Podría haber una oportunidad después del miércoles para que el sistema con alta probabilidad de desarrollo reciba el impulso de energía suficiente para superar parte de la cizalladura. Podría convertirse en depresión tropical el jueves mientras se desplaza hacia el oeste a través del Atlántico tropical. La probabilidad de que se convierta en depresión tropical disminuirá el viernes a medida que avance hacia las islas del Caribe oriental y se enfrente a una cizalladura del viento cada vez más intensa.
Debemos seguir monitoreando la zona con probabilidad media de desarrollo en el extremo oriental del Atlántico tropical durante los próximos días. Se enfrenta a problemas de cizalladura similares a los de la zona más al oeste.
Una temporada normal de huracanes en el Atlántico generalmente tiene al menos tres tormentas tropicales para el 3 de agosto y cuatro para el 15 de agosto. Arthur impactó la costa del Golfo de Estados Unidos a mediados de junio y Bertha a finales de julio.

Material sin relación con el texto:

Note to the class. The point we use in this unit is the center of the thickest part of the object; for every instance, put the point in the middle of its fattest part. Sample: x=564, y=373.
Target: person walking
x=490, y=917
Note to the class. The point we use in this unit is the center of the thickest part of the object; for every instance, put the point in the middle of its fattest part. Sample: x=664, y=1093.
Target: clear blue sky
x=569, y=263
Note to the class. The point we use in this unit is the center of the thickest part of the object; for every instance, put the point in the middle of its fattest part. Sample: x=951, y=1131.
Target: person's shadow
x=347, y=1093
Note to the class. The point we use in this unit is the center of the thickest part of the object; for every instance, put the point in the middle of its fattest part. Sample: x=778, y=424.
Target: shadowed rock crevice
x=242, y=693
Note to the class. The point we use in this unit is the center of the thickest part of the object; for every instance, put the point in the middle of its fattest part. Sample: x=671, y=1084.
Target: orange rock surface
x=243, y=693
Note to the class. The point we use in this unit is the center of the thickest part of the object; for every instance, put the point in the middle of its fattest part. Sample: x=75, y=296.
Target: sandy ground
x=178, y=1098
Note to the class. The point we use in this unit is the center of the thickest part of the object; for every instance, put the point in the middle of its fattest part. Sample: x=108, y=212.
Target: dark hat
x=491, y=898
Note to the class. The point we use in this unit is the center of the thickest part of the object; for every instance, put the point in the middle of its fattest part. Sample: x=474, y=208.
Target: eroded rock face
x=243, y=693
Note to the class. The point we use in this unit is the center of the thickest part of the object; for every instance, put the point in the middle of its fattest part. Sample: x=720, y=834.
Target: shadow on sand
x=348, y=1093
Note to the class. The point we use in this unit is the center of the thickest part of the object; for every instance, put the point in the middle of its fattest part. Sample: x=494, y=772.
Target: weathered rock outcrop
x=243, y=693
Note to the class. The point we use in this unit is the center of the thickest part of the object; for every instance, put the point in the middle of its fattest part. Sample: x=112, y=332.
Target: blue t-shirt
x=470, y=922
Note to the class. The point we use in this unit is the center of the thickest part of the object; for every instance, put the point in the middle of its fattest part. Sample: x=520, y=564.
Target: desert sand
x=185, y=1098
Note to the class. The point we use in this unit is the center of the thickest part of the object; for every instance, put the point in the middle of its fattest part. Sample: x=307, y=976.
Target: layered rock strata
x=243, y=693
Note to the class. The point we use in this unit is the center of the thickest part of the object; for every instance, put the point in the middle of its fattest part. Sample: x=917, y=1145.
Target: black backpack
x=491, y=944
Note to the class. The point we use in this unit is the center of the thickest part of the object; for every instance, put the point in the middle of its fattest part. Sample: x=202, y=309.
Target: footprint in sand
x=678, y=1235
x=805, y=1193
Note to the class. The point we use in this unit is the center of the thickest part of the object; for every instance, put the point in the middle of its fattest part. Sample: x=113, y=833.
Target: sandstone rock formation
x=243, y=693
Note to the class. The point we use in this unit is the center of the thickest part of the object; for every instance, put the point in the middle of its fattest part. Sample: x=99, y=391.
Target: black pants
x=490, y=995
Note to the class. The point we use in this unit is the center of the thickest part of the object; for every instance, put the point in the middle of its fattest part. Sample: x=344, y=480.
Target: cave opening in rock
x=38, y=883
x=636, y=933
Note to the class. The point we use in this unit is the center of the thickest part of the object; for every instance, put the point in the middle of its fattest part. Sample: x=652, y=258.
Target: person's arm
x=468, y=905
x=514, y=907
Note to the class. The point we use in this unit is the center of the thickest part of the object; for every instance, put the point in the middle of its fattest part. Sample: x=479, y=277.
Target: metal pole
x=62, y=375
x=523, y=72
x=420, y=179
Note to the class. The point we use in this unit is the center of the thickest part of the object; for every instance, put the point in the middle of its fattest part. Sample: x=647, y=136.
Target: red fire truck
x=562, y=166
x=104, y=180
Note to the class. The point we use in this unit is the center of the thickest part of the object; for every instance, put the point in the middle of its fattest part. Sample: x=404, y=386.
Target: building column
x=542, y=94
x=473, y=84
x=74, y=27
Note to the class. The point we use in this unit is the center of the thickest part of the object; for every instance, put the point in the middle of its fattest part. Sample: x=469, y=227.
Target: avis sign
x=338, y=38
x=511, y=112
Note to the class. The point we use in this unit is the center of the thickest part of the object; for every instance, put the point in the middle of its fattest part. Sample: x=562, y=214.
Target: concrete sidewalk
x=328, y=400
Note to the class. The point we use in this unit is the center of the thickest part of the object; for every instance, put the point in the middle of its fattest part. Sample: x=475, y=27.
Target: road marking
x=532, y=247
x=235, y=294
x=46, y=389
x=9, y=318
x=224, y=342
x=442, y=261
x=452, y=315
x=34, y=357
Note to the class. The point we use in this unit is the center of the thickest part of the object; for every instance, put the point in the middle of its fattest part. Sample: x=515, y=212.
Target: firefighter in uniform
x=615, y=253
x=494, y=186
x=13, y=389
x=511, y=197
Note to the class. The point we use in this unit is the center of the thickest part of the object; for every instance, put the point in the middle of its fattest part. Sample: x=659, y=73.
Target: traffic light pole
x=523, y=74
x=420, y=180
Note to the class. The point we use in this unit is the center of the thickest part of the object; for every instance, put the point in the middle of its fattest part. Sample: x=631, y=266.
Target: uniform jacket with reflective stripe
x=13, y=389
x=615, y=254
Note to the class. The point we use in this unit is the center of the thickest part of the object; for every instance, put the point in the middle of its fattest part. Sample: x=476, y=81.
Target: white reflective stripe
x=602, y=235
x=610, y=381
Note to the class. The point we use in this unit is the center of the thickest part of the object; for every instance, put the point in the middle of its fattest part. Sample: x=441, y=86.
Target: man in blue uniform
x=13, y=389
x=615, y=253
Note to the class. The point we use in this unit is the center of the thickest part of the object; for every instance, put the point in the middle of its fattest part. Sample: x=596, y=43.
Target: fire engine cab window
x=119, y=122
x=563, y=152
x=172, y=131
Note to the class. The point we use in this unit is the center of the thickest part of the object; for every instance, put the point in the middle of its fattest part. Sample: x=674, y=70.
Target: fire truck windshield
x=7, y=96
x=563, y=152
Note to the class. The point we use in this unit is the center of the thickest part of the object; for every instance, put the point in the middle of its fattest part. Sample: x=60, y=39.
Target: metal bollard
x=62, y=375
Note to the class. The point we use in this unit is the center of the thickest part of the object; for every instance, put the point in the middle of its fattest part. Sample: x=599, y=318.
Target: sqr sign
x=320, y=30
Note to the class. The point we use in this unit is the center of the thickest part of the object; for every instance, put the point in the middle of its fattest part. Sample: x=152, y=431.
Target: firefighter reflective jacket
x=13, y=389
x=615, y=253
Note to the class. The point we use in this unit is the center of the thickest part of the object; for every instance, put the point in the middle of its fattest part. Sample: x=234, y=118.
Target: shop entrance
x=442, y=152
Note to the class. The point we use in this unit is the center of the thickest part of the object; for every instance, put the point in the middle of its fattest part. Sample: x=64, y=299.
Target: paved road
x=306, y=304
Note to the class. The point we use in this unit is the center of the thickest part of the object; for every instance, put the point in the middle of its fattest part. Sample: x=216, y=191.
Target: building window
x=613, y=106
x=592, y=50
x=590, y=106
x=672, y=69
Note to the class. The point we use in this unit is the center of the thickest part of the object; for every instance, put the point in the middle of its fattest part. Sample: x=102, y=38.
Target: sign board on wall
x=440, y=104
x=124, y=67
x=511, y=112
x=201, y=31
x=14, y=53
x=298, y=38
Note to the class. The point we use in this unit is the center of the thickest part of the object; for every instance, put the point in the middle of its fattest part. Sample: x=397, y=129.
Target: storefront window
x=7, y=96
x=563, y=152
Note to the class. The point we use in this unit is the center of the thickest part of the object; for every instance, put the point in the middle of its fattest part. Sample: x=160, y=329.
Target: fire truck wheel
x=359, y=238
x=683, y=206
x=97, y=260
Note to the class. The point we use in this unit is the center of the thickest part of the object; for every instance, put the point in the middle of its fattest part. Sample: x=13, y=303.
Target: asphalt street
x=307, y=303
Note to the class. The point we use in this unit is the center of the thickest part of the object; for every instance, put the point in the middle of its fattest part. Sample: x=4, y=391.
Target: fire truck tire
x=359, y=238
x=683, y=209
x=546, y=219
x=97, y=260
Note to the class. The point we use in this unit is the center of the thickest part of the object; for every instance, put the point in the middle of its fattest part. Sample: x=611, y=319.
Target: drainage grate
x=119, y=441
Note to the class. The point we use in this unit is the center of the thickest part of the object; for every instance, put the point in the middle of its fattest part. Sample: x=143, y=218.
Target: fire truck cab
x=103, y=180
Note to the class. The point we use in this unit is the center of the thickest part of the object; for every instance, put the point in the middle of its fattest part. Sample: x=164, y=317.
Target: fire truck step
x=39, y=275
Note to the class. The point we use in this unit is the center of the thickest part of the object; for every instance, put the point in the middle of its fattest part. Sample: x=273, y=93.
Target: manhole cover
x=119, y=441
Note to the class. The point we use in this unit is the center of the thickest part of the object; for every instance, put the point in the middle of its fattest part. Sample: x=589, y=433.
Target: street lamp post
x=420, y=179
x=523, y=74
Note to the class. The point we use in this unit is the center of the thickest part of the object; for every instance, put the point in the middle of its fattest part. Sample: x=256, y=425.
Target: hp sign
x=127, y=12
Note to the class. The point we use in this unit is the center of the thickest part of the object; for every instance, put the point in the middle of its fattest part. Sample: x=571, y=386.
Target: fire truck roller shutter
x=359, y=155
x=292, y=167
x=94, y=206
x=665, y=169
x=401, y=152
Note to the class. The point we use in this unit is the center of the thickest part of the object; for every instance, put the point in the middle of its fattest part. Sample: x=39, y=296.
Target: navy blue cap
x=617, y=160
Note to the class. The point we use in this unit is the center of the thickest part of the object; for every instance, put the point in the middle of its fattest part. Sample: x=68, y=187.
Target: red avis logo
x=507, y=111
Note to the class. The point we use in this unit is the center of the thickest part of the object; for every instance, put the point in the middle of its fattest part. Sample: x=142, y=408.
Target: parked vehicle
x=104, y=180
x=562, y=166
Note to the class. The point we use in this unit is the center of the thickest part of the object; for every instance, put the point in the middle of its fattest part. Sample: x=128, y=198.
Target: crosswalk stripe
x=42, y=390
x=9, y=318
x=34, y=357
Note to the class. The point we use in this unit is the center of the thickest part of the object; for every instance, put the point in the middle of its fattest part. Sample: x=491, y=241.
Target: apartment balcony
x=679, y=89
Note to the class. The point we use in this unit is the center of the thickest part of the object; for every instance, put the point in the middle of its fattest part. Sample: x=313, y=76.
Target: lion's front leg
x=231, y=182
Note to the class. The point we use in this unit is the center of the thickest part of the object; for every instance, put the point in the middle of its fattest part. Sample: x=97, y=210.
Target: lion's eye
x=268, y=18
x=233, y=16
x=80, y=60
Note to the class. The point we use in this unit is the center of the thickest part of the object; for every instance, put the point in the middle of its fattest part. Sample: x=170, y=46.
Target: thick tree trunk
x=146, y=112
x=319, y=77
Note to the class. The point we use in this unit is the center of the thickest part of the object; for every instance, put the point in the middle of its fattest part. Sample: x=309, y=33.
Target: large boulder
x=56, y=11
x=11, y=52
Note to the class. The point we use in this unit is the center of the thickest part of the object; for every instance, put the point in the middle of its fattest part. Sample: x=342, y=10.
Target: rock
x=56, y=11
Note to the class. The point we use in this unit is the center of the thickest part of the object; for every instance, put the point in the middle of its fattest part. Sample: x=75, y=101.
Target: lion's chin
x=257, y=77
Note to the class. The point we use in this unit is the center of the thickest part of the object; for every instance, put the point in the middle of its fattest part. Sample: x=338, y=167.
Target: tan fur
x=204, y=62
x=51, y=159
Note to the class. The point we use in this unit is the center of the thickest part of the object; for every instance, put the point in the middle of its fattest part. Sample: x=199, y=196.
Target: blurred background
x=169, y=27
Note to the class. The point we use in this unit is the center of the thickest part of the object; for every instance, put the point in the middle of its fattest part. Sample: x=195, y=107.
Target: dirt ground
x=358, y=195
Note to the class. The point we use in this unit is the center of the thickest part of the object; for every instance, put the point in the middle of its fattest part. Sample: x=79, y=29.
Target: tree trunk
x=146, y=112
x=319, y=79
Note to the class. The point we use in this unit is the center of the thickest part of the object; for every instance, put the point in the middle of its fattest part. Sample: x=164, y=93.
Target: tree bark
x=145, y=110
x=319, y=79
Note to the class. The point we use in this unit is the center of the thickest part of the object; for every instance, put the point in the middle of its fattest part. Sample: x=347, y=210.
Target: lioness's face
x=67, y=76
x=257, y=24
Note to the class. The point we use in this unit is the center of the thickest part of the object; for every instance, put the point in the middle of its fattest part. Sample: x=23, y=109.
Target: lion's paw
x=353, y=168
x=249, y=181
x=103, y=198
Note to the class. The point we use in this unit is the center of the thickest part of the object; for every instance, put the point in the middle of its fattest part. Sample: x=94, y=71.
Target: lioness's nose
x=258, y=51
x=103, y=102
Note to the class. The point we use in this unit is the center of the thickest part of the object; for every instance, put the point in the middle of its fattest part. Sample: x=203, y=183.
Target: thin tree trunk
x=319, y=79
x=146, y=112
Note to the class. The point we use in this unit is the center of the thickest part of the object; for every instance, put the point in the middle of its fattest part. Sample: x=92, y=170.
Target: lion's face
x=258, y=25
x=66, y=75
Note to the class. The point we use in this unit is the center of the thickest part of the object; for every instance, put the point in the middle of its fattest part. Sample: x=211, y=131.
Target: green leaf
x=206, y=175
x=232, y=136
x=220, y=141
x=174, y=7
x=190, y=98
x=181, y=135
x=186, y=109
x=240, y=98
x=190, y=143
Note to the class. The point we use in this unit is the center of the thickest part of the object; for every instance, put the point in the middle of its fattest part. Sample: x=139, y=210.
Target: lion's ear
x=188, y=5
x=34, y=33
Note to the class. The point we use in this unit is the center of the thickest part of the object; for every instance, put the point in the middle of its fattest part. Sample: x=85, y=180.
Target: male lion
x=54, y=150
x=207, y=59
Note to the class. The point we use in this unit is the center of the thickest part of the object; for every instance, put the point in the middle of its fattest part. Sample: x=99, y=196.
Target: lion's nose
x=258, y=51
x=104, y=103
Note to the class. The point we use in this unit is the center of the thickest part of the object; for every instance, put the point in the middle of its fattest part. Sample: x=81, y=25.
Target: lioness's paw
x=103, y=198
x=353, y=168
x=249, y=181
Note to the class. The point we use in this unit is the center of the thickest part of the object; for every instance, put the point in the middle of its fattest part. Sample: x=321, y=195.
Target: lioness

La temporada también está retrasada en cuanto a huracanes: el primer huracán de la temporada generalmente se forma alrededor del 11 de agosto. El huracán Erin se formó solo unos días después de ese umbral en 2025 y en 2024 ya se habían registrado dos huracanes para esa fecha.
Entre mediados de agosto y mediados de octubre es cuando se forman la mayoría de las tormentas tropicales y huracanes, por lo que aún hay tiempo suficiente para que se formen sistemas tropicales. Sin embargo, varios grupos, incluyendo la Administración Nacional Oceánica y Atmosférica (NOAA) y la Universidad Estatal de Colorado, confían cada vez más en sus pronósticos de una temporada con poca actividad.
La NOAA publicó una actualización de su pronóstico la semana pasada, elevando la probabilidad de una temporada por debajo del promedio del 55 % al 75 %. Dicho pronóstico también redujo notablemente el rango para el número total de huracanes importantes (categoría 3 o superior) de uno a tres a cero a dos.
Si la temporada de 2026 termina sin un huracán importante, sería la primera vez desde 2013 que no se registra una tormenta tan poderosa.